I know a few people have commented on my perseverance and tenacity, admired how I just keep going no matter what. I think a few others interpret that trait as a form of indestructibility - because you don't see what a mess I am that must mean I have everything under control. I would like to pass it off by saying I'm just a very private person, but I think the truth is a little more pathological. I genuinely believe that someone else's - anyone else's - problems, wants and needs have more weight and importance than my own. I don't want to bother them with my issues. Whether it's something trivial like being nervous about yet another doctor's appointment (why I still get nervous about them, who knows) or something bigger like when my father died or my cat was almost killed by a dog (yes, I did just put those two things on the same level), I feel like mentioning it to anyone is tantamount to attention-seeking. But there shouldn't be anything wrong with that. If something goes wrong in your life, you should be able to tell your friends about it and have someone at least try to make you feel better. Or at least make you feel not alone. It's similar to how I feel about letting anyone know about the panic attacks or OCD. I don't view those as valid reasons for the behaviours they cause - no, I know they're valid reasons; I don't think other people do. I worry that people will think I'm using them as an excuse to do A, B or C.
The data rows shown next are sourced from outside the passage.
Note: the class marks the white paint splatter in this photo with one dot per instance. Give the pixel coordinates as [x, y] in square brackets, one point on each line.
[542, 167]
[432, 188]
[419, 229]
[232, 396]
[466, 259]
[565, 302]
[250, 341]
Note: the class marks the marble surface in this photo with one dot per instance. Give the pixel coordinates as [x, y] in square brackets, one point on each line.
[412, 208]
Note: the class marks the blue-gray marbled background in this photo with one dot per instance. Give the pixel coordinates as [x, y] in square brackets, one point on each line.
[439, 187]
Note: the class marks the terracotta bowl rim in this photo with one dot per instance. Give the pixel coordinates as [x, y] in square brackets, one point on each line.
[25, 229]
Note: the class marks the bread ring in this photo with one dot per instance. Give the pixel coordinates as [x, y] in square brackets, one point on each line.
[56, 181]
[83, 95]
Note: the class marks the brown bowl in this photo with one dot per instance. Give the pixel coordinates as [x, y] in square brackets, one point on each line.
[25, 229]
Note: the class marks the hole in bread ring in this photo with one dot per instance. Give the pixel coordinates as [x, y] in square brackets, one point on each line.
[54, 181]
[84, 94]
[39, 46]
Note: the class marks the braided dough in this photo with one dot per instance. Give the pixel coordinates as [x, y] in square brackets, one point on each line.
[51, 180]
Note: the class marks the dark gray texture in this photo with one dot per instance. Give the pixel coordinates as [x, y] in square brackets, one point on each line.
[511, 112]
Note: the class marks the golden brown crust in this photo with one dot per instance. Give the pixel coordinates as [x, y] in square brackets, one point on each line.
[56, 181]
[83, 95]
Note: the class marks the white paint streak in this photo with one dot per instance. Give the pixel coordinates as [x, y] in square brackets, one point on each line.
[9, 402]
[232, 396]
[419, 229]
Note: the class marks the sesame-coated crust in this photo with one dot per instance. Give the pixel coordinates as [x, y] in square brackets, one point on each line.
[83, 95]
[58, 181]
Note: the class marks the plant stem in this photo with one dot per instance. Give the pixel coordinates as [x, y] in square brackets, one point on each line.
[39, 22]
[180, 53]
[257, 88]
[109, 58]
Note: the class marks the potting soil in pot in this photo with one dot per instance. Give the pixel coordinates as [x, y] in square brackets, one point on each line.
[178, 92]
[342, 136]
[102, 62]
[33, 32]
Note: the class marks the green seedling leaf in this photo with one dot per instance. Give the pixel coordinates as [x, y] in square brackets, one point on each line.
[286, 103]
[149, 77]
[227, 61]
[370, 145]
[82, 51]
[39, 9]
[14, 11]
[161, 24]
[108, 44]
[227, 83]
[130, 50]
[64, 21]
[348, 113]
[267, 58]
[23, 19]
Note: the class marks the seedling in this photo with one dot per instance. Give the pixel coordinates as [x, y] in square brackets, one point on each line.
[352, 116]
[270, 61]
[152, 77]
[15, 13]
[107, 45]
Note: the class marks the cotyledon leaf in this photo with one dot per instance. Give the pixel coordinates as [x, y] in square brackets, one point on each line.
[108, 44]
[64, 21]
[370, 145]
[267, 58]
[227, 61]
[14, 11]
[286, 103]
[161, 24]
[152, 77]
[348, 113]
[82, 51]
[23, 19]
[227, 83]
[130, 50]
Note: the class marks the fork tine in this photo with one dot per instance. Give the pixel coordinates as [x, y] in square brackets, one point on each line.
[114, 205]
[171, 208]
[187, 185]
I wouldn't mind actually being as indestructible as everyone thinks I am, though. Most of that resiliency is just because I don't know what to do besides keep going. My attention span is too short to curl up in a ball and give up.

Maybe that's where it all comes from in the end. I don't feel like I can talk about the issues I'm having because very frequently they're caused by one of a set of mood disorders and the general response to that is "get over it". The reaction isn't much more sympathetic from the medical community, either. They either don't listen to a word I say, or, unable to find some dark traumatic cause to this things, throw their hands up and proclaim me cured. And maybe that's why I drop spoons until I've run out and then start writing IOUs for them. Sometimes the hardest thing to find is someone who will hear what you have to say, even if you aren't sure how to say it.